INDEX TERMS Children|United States, persistence of sexual stereotypes
DATE 18-Jan-97
WORDS 304
WASHINGTON, DC

 
THESE are sad times for the cause of sexual equality. In South Carolina this week, two female cadets announced that male prejudice was forcing their withdrawal from the Citadel, a military academy opened to women just a year earlier. In Washington, the Supreme Court heard arguments arising from Paula Jones's suit against Bill Clinton. And then there was another set-back, overlooked by most. This took the form of a modern morality tale called 'Beauty and the Beavis'.

The beauty in question was JonBenet Ramsey, a six-year-old whose doll-like smile won her a place on magazine covers. The day after Christmas, she was sexually assaulted and strangled; but it was less the hideousness of this crime than the details of her modelling career that captured the nation's attention. A whole industry of child pageantry was suddenly revealed.
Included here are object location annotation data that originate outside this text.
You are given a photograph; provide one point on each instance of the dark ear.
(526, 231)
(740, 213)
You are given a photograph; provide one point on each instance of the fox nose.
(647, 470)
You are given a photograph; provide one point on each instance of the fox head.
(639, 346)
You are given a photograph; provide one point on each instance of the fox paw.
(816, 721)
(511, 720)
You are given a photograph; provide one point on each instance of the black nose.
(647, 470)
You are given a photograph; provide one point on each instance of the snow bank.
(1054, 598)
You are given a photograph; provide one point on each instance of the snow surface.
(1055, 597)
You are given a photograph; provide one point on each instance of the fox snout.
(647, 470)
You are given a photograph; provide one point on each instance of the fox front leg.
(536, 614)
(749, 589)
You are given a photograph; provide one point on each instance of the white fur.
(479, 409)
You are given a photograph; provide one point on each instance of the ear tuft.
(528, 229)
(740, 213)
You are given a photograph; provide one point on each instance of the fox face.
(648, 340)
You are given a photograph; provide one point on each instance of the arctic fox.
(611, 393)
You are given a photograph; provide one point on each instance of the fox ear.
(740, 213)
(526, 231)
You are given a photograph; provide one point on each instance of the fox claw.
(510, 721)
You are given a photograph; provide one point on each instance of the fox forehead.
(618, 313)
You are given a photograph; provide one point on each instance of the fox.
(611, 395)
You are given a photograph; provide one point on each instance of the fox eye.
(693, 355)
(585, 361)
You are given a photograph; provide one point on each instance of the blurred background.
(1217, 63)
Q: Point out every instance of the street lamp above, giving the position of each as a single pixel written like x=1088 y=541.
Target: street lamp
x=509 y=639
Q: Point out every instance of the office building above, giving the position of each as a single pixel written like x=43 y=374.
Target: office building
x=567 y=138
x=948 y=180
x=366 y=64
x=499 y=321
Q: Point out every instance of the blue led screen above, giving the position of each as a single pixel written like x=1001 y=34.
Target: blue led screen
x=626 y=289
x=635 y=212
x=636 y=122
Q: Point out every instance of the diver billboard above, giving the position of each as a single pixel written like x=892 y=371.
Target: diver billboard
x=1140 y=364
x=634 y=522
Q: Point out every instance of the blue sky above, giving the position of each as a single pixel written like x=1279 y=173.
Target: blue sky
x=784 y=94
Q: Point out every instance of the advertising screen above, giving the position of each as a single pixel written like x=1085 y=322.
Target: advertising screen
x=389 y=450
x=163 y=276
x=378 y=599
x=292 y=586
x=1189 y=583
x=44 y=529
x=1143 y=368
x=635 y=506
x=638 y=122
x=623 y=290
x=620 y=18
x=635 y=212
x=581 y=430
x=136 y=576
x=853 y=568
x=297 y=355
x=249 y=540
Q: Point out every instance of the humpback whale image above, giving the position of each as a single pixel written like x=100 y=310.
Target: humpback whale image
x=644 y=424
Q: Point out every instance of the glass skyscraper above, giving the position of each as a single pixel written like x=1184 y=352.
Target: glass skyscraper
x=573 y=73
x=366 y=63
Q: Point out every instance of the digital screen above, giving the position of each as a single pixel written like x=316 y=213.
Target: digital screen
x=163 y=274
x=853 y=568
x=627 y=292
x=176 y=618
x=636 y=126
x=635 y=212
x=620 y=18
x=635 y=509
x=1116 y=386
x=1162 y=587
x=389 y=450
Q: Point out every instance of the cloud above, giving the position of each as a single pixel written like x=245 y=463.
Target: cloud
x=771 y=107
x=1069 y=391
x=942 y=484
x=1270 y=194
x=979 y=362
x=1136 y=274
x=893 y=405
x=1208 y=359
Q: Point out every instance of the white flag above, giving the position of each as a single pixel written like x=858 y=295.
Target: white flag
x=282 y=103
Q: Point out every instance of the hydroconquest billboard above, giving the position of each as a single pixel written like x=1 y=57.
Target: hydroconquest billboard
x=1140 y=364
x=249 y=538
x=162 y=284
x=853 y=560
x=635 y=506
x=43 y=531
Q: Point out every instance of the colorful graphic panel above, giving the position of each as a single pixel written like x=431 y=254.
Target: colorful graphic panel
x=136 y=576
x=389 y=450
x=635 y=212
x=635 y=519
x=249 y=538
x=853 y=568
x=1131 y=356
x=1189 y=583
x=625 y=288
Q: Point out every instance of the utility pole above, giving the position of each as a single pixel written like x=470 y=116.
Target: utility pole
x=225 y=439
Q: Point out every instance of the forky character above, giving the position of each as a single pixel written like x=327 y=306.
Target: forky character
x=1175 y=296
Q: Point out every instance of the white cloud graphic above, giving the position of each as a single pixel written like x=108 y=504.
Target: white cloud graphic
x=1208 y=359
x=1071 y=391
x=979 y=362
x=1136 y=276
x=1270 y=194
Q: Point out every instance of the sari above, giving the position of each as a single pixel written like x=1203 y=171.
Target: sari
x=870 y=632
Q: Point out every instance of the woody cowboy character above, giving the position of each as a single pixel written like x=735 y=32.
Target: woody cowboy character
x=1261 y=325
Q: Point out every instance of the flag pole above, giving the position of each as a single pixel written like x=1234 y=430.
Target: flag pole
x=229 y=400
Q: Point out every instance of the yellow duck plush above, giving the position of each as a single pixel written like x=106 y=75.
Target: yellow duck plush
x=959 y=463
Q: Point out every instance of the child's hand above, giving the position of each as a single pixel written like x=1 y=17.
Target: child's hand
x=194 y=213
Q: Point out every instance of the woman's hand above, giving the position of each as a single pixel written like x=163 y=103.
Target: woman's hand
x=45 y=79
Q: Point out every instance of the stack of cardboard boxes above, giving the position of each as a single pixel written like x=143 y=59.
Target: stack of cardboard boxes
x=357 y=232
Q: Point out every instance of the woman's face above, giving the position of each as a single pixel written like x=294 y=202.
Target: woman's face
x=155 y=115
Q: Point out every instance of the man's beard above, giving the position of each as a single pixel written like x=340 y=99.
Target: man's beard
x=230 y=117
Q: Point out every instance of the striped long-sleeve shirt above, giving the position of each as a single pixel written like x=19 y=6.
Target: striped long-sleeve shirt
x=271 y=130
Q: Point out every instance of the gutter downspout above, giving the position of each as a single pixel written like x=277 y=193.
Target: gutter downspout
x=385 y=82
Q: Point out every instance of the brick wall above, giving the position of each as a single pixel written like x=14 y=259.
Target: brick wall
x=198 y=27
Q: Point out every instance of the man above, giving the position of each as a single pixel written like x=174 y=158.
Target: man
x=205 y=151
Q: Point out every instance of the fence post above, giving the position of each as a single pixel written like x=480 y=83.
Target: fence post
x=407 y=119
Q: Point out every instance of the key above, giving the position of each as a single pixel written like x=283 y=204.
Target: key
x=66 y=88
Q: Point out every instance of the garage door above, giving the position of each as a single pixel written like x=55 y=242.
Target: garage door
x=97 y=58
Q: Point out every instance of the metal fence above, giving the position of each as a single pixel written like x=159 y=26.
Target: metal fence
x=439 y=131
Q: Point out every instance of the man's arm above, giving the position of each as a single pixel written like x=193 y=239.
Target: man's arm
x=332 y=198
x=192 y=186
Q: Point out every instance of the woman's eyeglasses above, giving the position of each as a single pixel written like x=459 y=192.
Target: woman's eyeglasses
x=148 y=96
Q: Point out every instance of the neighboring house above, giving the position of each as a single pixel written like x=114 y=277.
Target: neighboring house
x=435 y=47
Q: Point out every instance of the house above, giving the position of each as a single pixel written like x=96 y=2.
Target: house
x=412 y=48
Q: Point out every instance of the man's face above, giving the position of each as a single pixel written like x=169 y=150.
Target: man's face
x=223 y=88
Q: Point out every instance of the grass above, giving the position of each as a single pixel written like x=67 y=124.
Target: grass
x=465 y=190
In hotel conference rooms up and down the land, thousands of small girls strive to prove themselves not by what they do, but by how closely they conform to stereotypes of beauty.

Then there was the Beavis, a character from an MTV cartoon whose inordinate success has spawned a recent film. Just as the child-model had to be a girl, Beavis is the archetype of teenage boyhood. He and Butthead, his companion, think of nothing but scoring with girls; when girls do not co-operate, they rob, guzzle pills, cause traffic accidents and enjoy it.

Although they involve children, both the Beauty and the Beavis stereotypes are sustained by adult enthusiasm. Mothers and grandmothers take girls to the pageants; men flock to watch Beavis in the cinema. This seems sad news for the cause of sexual equality, but perhaps it contains a grain of hope. A generation ago, after all, nobody would have thought girl beauties odd, and the sensibilities that Beavis assaults might barely have existed.